Executive Summary
Iran and the United States signed a memorandum of understanding on June 17 intended to bring their conflict to a formal end within 60 days, but the fragile ceasefire collapsed one week later when Iran struck a ship transiting the Strait of Hormuz on Thursday, June 25, prompting US retaliatory strikes on Friday and Saturday. Control over the strait lies at the heart of the dispute, Iran insists it alone must govern the waterway, which once carried a fifth of the world's oil and natural gas. The exchange of military strikes and Iran's demand for unilateral management of shipping traffic now threatens both the June 17 agreement and scheduled diplomatic talks, with evidence suggesting Tehran threatening to halt negotiations entirely .
Key Findings
- Corridor Control Is the Core Fault Line: The United States and its Gulf allies have backed a UN-supported shipping corridor running close to Oman's coastline, while Iran has objected to vessels using that corridor without its approval, insisting it retains authority over navigation through the strait . Iran's IRGC stressed that under the memorandum Iran is to be responsible for arrangements on navigation of the Strait of Hormuz , creating a fundamental disagreement over how the 60-day transition period operates.

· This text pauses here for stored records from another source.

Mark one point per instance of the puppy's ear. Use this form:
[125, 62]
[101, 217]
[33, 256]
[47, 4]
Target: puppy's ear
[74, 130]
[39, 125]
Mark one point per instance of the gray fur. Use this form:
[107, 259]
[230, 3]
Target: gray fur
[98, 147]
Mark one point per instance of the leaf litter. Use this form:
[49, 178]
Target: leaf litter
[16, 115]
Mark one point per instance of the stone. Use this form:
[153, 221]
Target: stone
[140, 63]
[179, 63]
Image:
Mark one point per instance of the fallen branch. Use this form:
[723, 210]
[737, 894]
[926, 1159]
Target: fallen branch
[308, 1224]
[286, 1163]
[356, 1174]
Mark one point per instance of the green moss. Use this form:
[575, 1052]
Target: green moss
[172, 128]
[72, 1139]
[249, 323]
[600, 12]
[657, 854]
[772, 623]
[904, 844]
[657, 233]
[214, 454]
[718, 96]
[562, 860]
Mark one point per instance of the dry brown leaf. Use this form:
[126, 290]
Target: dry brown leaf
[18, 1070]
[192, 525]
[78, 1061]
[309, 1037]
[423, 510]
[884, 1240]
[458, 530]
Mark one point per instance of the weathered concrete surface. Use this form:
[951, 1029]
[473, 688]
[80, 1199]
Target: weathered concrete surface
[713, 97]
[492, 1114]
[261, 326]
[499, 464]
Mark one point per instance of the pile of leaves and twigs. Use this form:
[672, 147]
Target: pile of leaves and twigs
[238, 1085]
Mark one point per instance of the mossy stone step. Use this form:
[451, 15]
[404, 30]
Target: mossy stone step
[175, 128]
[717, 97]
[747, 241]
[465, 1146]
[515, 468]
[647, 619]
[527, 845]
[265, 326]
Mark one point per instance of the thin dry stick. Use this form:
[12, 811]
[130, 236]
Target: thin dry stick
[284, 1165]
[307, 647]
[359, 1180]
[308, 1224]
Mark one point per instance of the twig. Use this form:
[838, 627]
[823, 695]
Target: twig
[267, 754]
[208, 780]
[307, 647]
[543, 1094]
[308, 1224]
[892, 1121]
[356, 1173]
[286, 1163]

- The Leverage Asymmetry Favors Tehran's Hand at Negotiating Table: The Strait of Hormuz is "almost the only leverage that Iran has in the ongoing negotiations," and Iranians believe that if they allow the country to be bypassed, they will lose their biggest leverage and significantly weaken their hand at the negotiating table . This structural advantage incentivizes Iran to maintain ambiguity about transit guarantees rather than formalize open passage.
- Political Signals from Tehran Suggest Hardline Gain: Iran's President Masoud Pezeshkian, Speaker and chief negotiator Mohammad Bagher Ghalibaf, and judiciary chief Gholam-Hossein Mohseni-Ejei released an image of their first publicized trilateral meeting since the start of the war, while supporters cheered IRGC attacks as hardline politicians and analysts called for further attacks until Iran gets better concessions . This signals domestic pressure from Iran's military and political hardline to extract maximum advantage before any agreement.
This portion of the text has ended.